Can a play succeed without its audience?

ByHannah Arthur

Mar 3, 2021
A dimly lit red theatre auditorium, with one single person sitting alone in the audience.

It isn’t far-fetched to say that all of us, in one way or another, have been carried through the lockdowns by our favourite forms of art. Whether it has been music, films, or television shows, they have distracted us considerably. And after the initial shock of cancellations and disruptions to live shows in early 2020, which continue to drag rescheduled dates far into 2021 and 2022, theatre is amongst the types of events that have been able to adapt to the circumstances, despite the traditionality of requiring an in-person audience to properly work.


One such example is Lolita Chakrabarti’s Hymn; it was supposed to be shown at the Almeida Theatre in front of a socially distanced audience but was then, instead, streamed live to online viewers and will now be available on-demand between the third and ninth of March. Performed by a two-person cast of Adrian Lester and Danny Sapani, it portrays the intimacy and vulnerabilities involved in a platonic friendship between men. Although most reviews of the play have been incredibly positive, a few have been dampened not by particular faults in the play itself, but by lamentations over the fact we cannot experience the play as a live audience. One writer for the BBC went so far as to describe the play as ‘the dullest [he had] ever attended’ only because he had viewed it alone in his office on a computer.


Nobody is disputing that a play is better seen in person, when you’re seated metres away from the actors, peering at them from the shadows, and letting out a huff of relief or tension as the curtains fall for the interval and you can pop off to get a tub of ice-cream. I personally miss the feeling of being a part of the atmosphere, the human sound effects that attend fraught scenes. I miss the lights coming on at the end, bringing me back to reality when I’ve often been left with a feeling of emptiness or longing as I’ve been immersed in the lives of fictional characters. I miss being able to turn to my friends and laugh off the feeling. And I imagine that actors miss seeing an audience, too. They can measure the success or failure of their performance that day through us.


The uniqueness of theatre is brought about by the audience: we all sit as a collective group and observe the play together as it happens in real time, a story that has been brought to life in a space we have been invited into. What separates us from the actors is only the boundaries between fiction and real life. Now, social restrictions caused by a pandemic are what separates us from the actors. And it does make a difference. Historically speaking, a performance and its audience have always come hand-in-hand; the actors have needed the audience as much as the audience has needed the entertainment. This may be the first time in history that spectators have been truly disconnected by the limits of digital streaming from a performance that is intended to work face-to-face.

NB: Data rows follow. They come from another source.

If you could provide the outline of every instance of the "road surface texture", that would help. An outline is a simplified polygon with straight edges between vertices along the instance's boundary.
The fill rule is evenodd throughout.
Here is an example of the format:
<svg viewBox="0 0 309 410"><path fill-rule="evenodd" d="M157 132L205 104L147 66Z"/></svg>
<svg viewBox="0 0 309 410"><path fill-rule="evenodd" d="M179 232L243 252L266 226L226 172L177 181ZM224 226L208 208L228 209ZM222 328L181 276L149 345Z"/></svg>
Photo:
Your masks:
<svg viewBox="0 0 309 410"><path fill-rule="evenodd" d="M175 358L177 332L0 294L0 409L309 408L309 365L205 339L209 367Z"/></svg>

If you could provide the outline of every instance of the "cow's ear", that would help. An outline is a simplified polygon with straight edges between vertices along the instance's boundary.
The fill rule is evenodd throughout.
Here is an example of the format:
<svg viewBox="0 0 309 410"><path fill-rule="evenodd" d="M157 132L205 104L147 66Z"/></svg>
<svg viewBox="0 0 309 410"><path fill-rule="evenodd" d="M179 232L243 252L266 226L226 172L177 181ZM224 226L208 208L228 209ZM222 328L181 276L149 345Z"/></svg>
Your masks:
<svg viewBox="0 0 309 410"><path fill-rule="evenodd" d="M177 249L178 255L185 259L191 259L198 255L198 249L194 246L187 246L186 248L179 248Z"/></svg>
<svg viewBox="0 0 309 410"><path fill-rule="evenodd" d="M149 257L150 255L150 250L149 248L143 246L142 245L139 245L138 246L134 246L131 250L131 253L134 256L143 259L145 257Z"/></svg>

I admit that immersive and interactive theatre shows, which completely rely on the presence of the audience to be brought into the performance space and become directly involved in the storytelling, cannot happen as they did pre-pandemic. Even if they could succeed in overcoming the difficulties of digital interaction, it wouldn’t be the same. However, stage plays that don’t necessarily need audience participation are more capable of withstanding the change from in-person shows to digital streaming. It is we, the audience, who should also adapt to the change. If we can tolerate sitting stiff to watch a film, or to marathon a television show, or to watch live sporting event like a football match (which is also notably lacking its vital audience for atmospheric effect), we can certainly sit through a theatre production.


Theatre knows that a play without an audience has altered dynamics. They could cancel, reschedule, or wait out the pandemic until we can see the light at the end of the tunnel- a tunnel that still has no determined end. Instead, they have made the braver decision of taking a risk and pushing forward with production. Instead of complaining and tarnishing the success of a play with our frustrations of being locked away at home, we should support theatre and celebrate their refusal to succumb to the adversity of losing us. Hymn doesn’t deserve to bear the weight of our annoyance from being in lockdown and not having the live experience. We have to bear in mind that theatre will come back stronger than ever when this is over. But if we decide not to bother with the digital streaming of plays until we can form a physical audience, we could be missing out on some amazing stories, including Hymn.